Épigraphie et Informatique

AIEGL IT Commission Workshop, Rome May 28-29, 1999



At the end of May a Round Table meeting was held in Rome on the subject of "Epigraphy and Information Technology". The meeting was organised on behalf of the IT Commission of the AIEGL by its President (Silvio Panciera) with the support of the University of Rome La Sapienza and the French School at Rome. Participants in the Round Table included the members of the Commission (Géza Alföldy, Alain Bresson, Kevin Clinton, Charles Crowther, Manfred Hainzmann, Silvio Panciera) together with Carlo Carletti, Ivan Di Stefano Manzella, Marcus Dohnicht, Antonio Enrico Felle, John Jory, Jurgen Malitz, Claudio Zaccaria and the AIEGL President Werner Eck. John Bodel, Astrid Capoferro, Silvia Evangelisti, Luca Galli, Gian Luca Gregori, Claudia Lega, David Nonnis, and Emanuela Zappata, were also present as auditors.

The aim of the meeting, which had been preceded by a year long e-mail dialogue, was to examine whether (and in what form) it would be possible to create a new coordinated project for the digitisation of all surviving Greek and Latin epigraphical texts produced down to the end of Antiquity.

At the end of two days of intensive work and fruitful discussion participants in the Round Table agreed to recommend the creation, under the patronage of the AIEGL, of a text database in which all Greek and Latin inscriptions are to be entered according to the best available editions. Alongside the text data base of inscriptions a virtual databank of digitised images accessible through hyperlinks is to be created. Access to the epigraphical data base and to the linked image databases will be through the Internet and is to be completely free and unrestricted.

The AIEGL will nominate an Organising Committee to promote the new project which will include, in addition to the members of the IT Commission, other scholars from countries involved in the project but not already represented on the Commission.

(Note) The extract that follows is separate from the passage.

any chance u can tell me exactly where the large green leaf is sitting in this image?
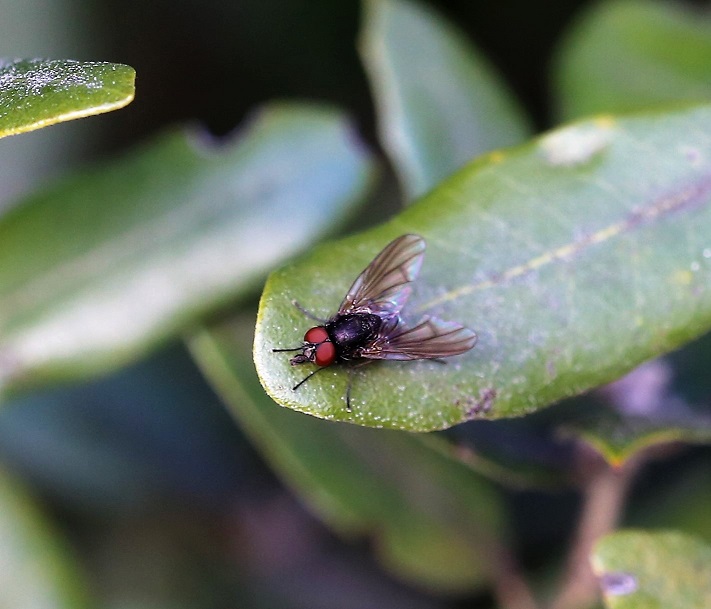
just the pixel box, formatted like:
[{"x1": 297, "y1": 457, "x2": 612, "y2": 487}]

A number of problems and practicalities remain. Some of these are technical. Creation and use of a large text database will be simplified by the implementation of common standards for text and font encoding - for that purpose a Document Type Definition (DTD) will be used and the Commission will also be lobbying for the representation in the Unicode standard of all the characters required for editing epigraphical texts. The major challenge faced by the project, however, will be to obtain sufficient funding to implement this important, but ambitious programme.